Dr Bilazarian performs coronary and peripheral interventions at Lahey Clinic and Massachusetts General Hospital. He has been an investigator in the interventional laboratory for new devices including drug-eluting stents, distal protection devices, imaging devices (OCT and InfraRed), and anticoagulant pharmacotherapy.

Dr Bilazarian is an active participant in clinical trials in congestive heart failure, hypertension, coronary disease prevention, prediabetes management, anemia, atrial fibrillation, and anticoagulation/antiplatelet therapies in the outpatient setting. He has authored numerous papers and book chapters in clinical cardiology.

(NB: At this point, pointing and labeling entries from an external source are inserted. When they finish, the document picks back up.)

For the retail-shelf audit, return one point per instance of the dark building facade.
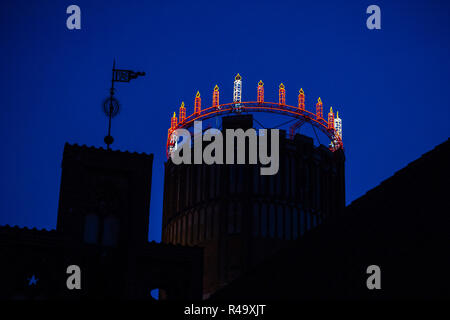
(240, 217)
(102, 227)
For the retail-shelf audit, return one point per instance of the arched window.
(264, 220)
(110, 235)
(295, 223)
(91, 228)
(287, 225)
(280, 214)
(255, 222)
(272, 221)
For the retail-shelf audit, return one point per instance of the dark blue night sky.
(391, 86)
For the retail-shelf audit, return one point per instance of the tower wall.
(241, 217)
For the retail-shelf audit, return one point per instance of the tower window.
(110, 231)
(91, 228)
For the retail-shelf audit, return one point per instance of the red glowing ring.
(253, 106)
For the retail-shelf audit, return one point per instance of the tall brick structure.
(102, 227)
(241, 218)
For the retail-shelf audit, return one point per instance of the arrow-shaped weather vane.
(111, 105)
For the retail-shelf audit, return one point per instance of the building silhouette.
(225, 251)
(102, 227)
(240, 217)
(402, 226)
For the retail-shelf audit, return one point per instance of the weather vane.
(111, 105)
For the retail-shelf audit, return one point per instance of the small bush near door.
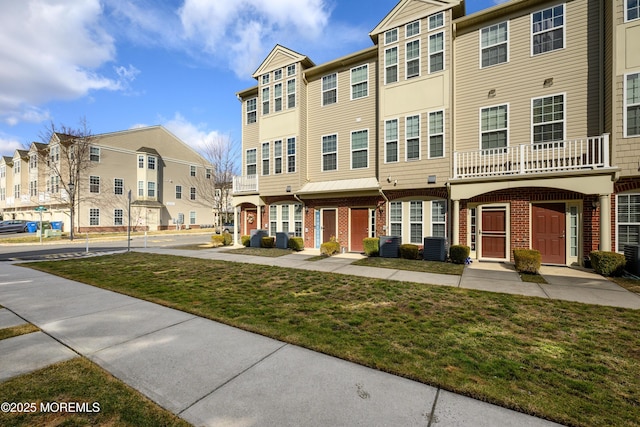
(527, 260)
(459, 253)
(371, 246)
(409, 251)
(608, 263)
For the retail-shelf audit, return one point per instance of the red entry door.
(328, 225)
(359, 228)
(548, 232)
(494, 233)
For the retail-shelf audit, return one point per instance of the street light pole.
(72, 200)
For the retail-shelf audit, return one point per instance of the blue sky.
(178, 63)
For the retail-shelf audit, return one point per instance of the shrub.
(527, 260)
(217, 241)
(371, 246)
(459, 253)
(607, 263)
(409, 251)
(268, 242)
(227, 238)
(296, 243)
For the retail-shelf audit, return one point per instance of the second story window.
(493, 42)
(330, 89)
(632, 10)
(547, 30)
(360, 82)
(251, 162)
(252, 108)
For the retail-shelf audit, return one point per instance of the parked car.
(13, 226)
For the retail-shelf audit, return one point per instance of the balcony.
(245, 184)
(558, 156)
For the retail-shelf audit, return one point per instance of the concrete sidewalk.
(215, 375)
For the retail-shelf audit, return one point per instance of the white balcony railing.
(558, 156)
(245, 184)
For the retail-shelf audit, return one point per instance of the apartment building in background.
(514, 127)
(167, 181)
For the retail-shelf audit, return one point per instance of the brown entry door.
(494, 233)
(359, 228)
(548, 231)
(328, 224)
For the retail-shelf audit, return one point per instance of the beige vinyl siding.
(575, 71)
(341, 118)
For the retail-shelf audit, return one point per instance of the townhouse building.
(164, 177)
(514, 127)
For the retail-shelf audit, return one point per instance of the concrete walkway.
(215, 375)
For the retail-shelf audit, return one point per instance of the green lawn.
(572, 363)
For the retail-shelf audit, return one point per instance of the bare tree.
(221, 153)
(68, 157)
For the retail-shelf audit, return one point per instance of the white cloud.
(50, 49)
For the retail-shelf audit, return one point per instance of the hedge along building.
(515, 127)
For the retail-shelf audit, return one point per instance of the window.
(277, 97)
(493, 127)
(94, 154)
(391, 65)
(412, 143)
(391, 141)
(415, 222)
(436, 21)
(265, 158)
(360, 149)
(413, 59)
(436, 52)
(628, 207)
(632, 104)
(548, 119)
(329, 153)
(436, 134)
(493, 42)
(118, 215)
(118, 186)
(391, 36)
(265, 101)
(632, 9)
(395, 219)
(412, 29)
(439, 218)
(251, 162)
(291, 93)
(277, 157)
(94, 184)
(291, 155)
(547, 30)
(330, 89)
(359, 82)
(252, 107)
(94, 216)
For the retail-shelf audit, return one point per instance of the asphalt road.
(80, 247)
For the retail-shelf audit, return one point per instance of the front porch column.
(455, 223)
(605, 222)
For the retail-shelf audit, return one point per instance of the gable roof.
(281, 56)
(409, 10)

He was appointed as a physician advisor to the circulatory device panel of the FDA in 2008.
About this blog
My intent is to create a forum for dialogue on issues pertinent to private practice cardiology around topics such as:

  • Integration of new data and guidelines on inpatient and outpatient practice in clinical and interventional cardiology
  • Practice approaches to the extra clinical issues in dealing with managed care insurers
  • Strategies for navigating the restrictions of pharmacy benefits managers (PBMs) on pharmacologic therapies for our patients
  • Experiences with restrictions on testing and imaging
The video blog (VLOG) will provide an opportunity to share broadly different approaches to the common conundrums we face in caring for patients. My hope is that this forum will provide useful data points for practice outside of tertiary and academic centers and a look inside community hospitals and physician?s practice patterns in the office, starting with mine.